Known bugs and issues:

  • If you're viewing individual neurons (instead of neuron groups), clicking on some neurons in the pharynx can be slow (e.g. MCL). Be patient as it may take several minutes for the network to re-center (but it will eventually!). This may be fixed in the future.
  • You can only search for paths between neurons that can be found by the program within 60 seconds, which is a small subset of all possible paths. Sometimes it may timeout, yielding no paths if the neurons are sufficiently far away from each other. This may be fixed in the future.
  • The data set isn't 100% accurate. I've recently noticed that some of the Chklovskii data is missing some of the data from the White 1986 paper, data that shouldn't be excluded based on the criteria they provide. For example, the Chklovskii data set is missing a synapse from BAG to AUA which is in White 1986. I may look in to this.

Bug related to synapse counts fixed! (as of Oct 17, 2016)

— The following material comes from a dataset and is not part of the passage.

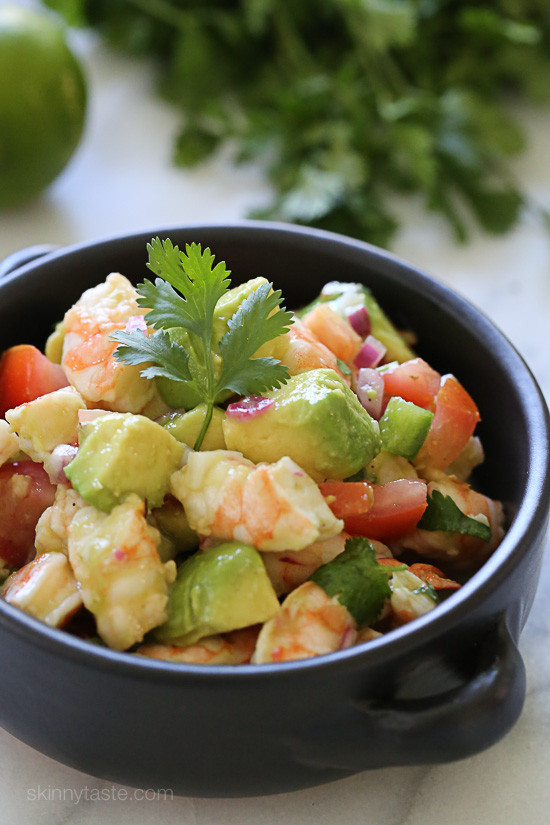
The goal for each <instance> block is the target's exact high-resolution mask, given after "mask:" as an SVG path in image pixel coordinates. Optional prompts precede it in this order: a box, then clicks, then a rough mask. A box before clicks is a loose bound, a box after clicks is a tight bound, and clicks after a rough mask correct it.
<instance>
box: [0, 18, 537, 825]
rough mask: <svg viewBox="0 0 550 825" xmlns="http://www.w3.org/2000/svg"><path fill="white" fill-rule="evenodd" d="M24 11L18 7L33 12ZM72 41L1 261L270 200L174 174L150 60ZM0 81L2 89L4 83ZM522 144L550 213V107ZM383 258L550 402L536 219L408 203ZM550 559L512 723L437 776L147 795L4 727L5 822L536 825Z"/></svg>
mask: <svg viewBox="0 0 550 825" xmlns="http://www.w3.org/2000/svg"><path fill="white" fill-rule="evenodd" d="M27 4H28V3H27ZM75 48H77V50H78V51H79V53H80V54H81V55H82V58H83V60H84V62H85V65H86V69H87V72H88V75H89V81H90V90H91V95H90V107H89V119H88V124H87V130H86V134H85V138H84V140H83V142H82V144H81V146H80V148H79V151H78V153H77V155H76V156H75V158H74V159H73V161H72V163H71V164H70V166H69V167H68V168H67V170H66V171H65V172H64V173H63V175H62V176H61V177H60V178H59V179H58V181H57V182H56V183H55V184H54V185H53V186H52V187H51V188H50V190H49V191H48V192H47V193H46V194H45V195H44V196H43V197H42V198H41V199H40V200H39V201H38V202H36V203H34V204H33V205H31V206H29V207H26V208H24V209H22V210H20V211H17V212H13V213H10V212H8V213H4V214H1V215H0V259H1V258H3V257H5V256H6V255H8V254H9V253H11V252H13V251H15V250H17V249H19V248H21V247H24V246H29V245H34V244H38V243H54V244H62V245H64V244H70V243H73V242H77V241H83V240H89V239H93V238H98V237H101V236H104V235H113V234H117V233H123V232H126V231H134V230H138V229H148V228H151V227H155V226H159V227H160V226H162V225H174V224H177V223H186V222H187V223H190V222H193V223H195V222H197V221H204V222H209V223H212V222H220V223H221V222H227V221H234V220H238V219H241V218H243V217H244V215H245V213H246V210H247V209H248V208H250V207H251V206H253V205H256V204H259V203H261V202H262V200H263V199H265V196H266V191H267V190H266V188H265V184H264V183H263V181H262V178H261V176H260V175H259V173H258V172H257V171H256V170H255V169H244V170H243V169H241V170H234V169H233V170H232V169H230V168H228V166H227V164H226V163H225V162H224V160H223V159H220V160H219V161H217V162H215V163H212V164H210V165H208V166H207V167H205V168H204V169H201V170H199V171H193V172H187V171H183V170H181V169H174V168H172V167H171V165H170V144H171V139H172V138H173V136H174V134H175V131H176V128H177V116H176V115H175V114H174V112H173V111H172V110H171V109H170V108H169V107H168V106H166V105H165V104H163V103H162V102H161V101H159V100H158V99H157V98H156V97H155V95H154V89H153V87H154V81H153V75H152V72H151V67H150V66H148V65H146V64H142V63H136V62H132V61H129V60H126V59H123V58H121V57H119V56H115V55H113V54H111V53H109V52H107V51H105V49H104V48H103V47H102V46H100V45H98V44H97V43H95V42H94V41H90V39H89V38H87V37H86V36H80V35H78V36H77V37H76V39H75ZM0 82H1V80H0ZM521 116H522V118H523V120H524V123H525V126H526V128H527V130H528V134H529V136H530V149H529V151H528V153H527V154H526V156H525V157H524V158H523V159H522V160H521V161H520V162H519V163H518V164H517V166H516V170H515V171H516V173H517V175H518V177H519V179H520V180H521V181H522V183H523V185H524V186H525V187H527V188H528V190H529V191H530V192H531V193H532V195H533V196H535V197H537V198H538V199H539V200H540V201H541V202H543V203H544V204H545V205H546V206H547V207H550V163H549V162H548V156H549V154H550V110H549V111H546V112H537V113H533V112H529V111H524V112H523V113H522V115H521ZM401 209H402V214H403V217H404V219H405V220H406V228H405V229H404V230H403V231H402V232H401V234H400V235H399V237H398V238H397V240H396V243H395V244H394V247H393V251H395V252H396V253H397V254H398V255H400V256H401V257H403V258H406V259H408V260H409V261H411V262H413V263H415V264H418V265H420V266H421V267H422V268H424V269H425V270H427V271H428V272H430V273H431V274H432V275H434V276H435V277H436V278H439V279H440V280H442V281H444V282H445V283H447V284H448V285H450V286H451V287H453V288H454V289H455V290H456V291H457V292H460V293H461V294H463V295H465V296H466V297H467V298H469V299H470V300H471V301H472V302H473V303H474V304H476V305H477V306H479V307H481V308H482V309H483V310H484V311H485V313H486V314H488V315H489V316H490V317H491V318H492V319H493V320H494V322H495V323H496V324H497V326H499V327H500V328H501V329H502V330H503V331H504V332H505V334H506V335H507V336H508V337H509V338H510V340H511V341H512V342H513V343H514V344H515V345H516V347H517V348H518V349H519V351H520V353H521V354H522V355H523V356H524V358H525V359H526V360H527V362H528V363H529V365H530V366H531V368H532V370H533V372H534V374H535V376H536V378H537V379H538V381H539V383H540V385H541V387H542V389H543V392H544V393H545V396H546V398H547V400H549V399H550V361H549V360H548V351H549V350H548V329H549V327H550V238H549V236H548V235H547V234H545V232H544V230H543V229H542V228H541V226H539V225H538V224H537V222H536V221H534V220H533V219H532V218H531V217H529V216H526V217H525V218H524V220H523V221H522V223H521V225H520V226H519V227H518V229H517V230H516V231H515V232H514V233H512V234H510V235H509V236H507V237H505V238H497V239H495V238H490V237H487V236H485V235H482V234H480V233H474V234H473V238H472V242H471V243H470V244H469V245H468V246H463V247H459V246H457V245H455V243H454V241H453V239H452V238H450V236H449V233H448V231H447V229H446V228H445V227H444V226H443V225H442V223H440V222H439V221H438V220H437V219H435V218H431V217H427V216H426V215H425V214H424V213H423V212H422V211H421V210H419V209H418V208H416V207H415V205H414V204H413V205H412V206H411V205H410V204H403V205H402V206H401ZM549 601H550V564H548V561H546V563H545V565H544V567H543V573H542V579H541V583H540V587H539V590H538V594H537V597H536V600H535V603H534V606H533V609H532V612H531V614H530V617H529V620H528V622H527V625H526V627H525V630H524V633H523V635H522V638H521V645H520V649H521V652H522V655H523V657H524V660H525V664H526V668H527V679H528V689H527V699H526V703H525V708H524V711H523V714H522V716H521V718H520V720H519V722H518V723H517V724H516V726H515V727H514V729H513V730H512V731H511V732H510V733H509V734H508V735H507V736H506V737H505V738H504V739H503V740H502V741H501V742H500V743H498V744H497V745H495V746H493V747H492V748H491V749H489V750H488V751H485V752H484V753H482V754H480V755H477V756H475V757H472V758H470V759H467V760H465V761H462V762H458V763H454V764H448V765H443V766H436V767H413V768H391V769H383V770H378V771H372V772H368V773H363V774H360V775H357V776H354V777H352V778H350V779H346V780H342V781H339V782H336V783H332V784H329V785H324V786H321V787H318V788H313V789H311V790H306V791H300V792H296V793H290V794H283V795H280V796H277V797H273V798H266V797H263V798H253V799H242V800H241V799H234V800H205V799H188V798H173V799H163V798H155V797H154V795H153V794H149V795H148V796H149V797H151V798H143V794H142V795H141V798H140V797H139V795H135V794H134V792H133V791H132V789H128V788H122V787H121V786H113V785H112V784H111V783H108V782H103V781H100V780H96V779H94V778H92V777H90V776H87V775H84V774H81V773H79V772H77V771H74V770H71V769H69V768H66V767H64V766H62V765H59V764H57V763H56V762H54V761H53V760H51V759H49V758H47V757H45V756H43V755H41V754H39V753H37V752H35V751H34V750H32V749H31V748H30V747H28V746H26V745H24V744H22V743H20V742H18V741H17V740H15V739H14V738H12V737H11V736H10V735H9V734H7V733H5V732H3V731H0V798H1V799H2V816H1V817H0V818H1V819H2V821H3V822H6V823H10V825H11V824H12V823H17V825H31V823H32V825H35V823H38V822H40V823H43V824H44V825H60V824H61V823H71V824H72V823H79V824H80V825H99V823H101V825H107V823H117V825H124V823H132V825H148V824H149V823H157V822H159V821H162V822H163V823H164V825H170V823H176V822H177V823H180V824H184V825H214V823H219V822H223V823H224V825H233V823H235V825H236V823H239V824H240V825H272V823H273V825H275V823H277V825H279V823H281V822H290V823H300V825H308V823H315V825H328V823H330V824H331V825H340V823H341V824H342V825H348V823H350V822H356V823H373V824H374V823H376V825H436V823H437V825H439V823H441V822H444V823H446V825H470V823H472V822H474V821H476V822H477V821H485V822H488V823H492V825H507V824H508V823H517V822H523V821H525V822H527V821H528V822H529V823H530V825H546V823H547V822H548V821H549V813H548V811H549V809H550V767H549V766H550V618H549V616H550V613H549V611H548V602H549Z"/></svg>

  • Several users reported an issue with the neural network undercounting the number of synapses between two neurons. Specifically, if a polyadic synapse was present from neuron A to neuron B in the Chklovskii dataset, monadic synapses were not included in the synapse count reported by the visualization. By fixing this problem, the total number of synapses in the visualization has increased from 9,237 to 10,204, an increase of 10%. Roughly 15% of synapse pairs were affected by this bug. This issue did not affect whether two neurons were connected, but did affect the synapse count associated with the connection. In some cases the effect was small (AVA -> PVC went from 21 to 28 synapses), and in other cases the effect was large (AVBL -> AVAL went from 1 to 7 synapses, ASG -> AIA went from 5 to 19 synapses). In all cases the synapse count increased. As of Oct 17, 2016, this bug has been resolved as fixed. Apologies to anyone who was adversely affected by this issue.

Possible future improvements:

  • Male-specific network
  • Neurotransmitter and receptor expression

I hope you find this interactive neural network interesting, thought-provoking, and, if you're a C. elegans researcher, maybe even useful.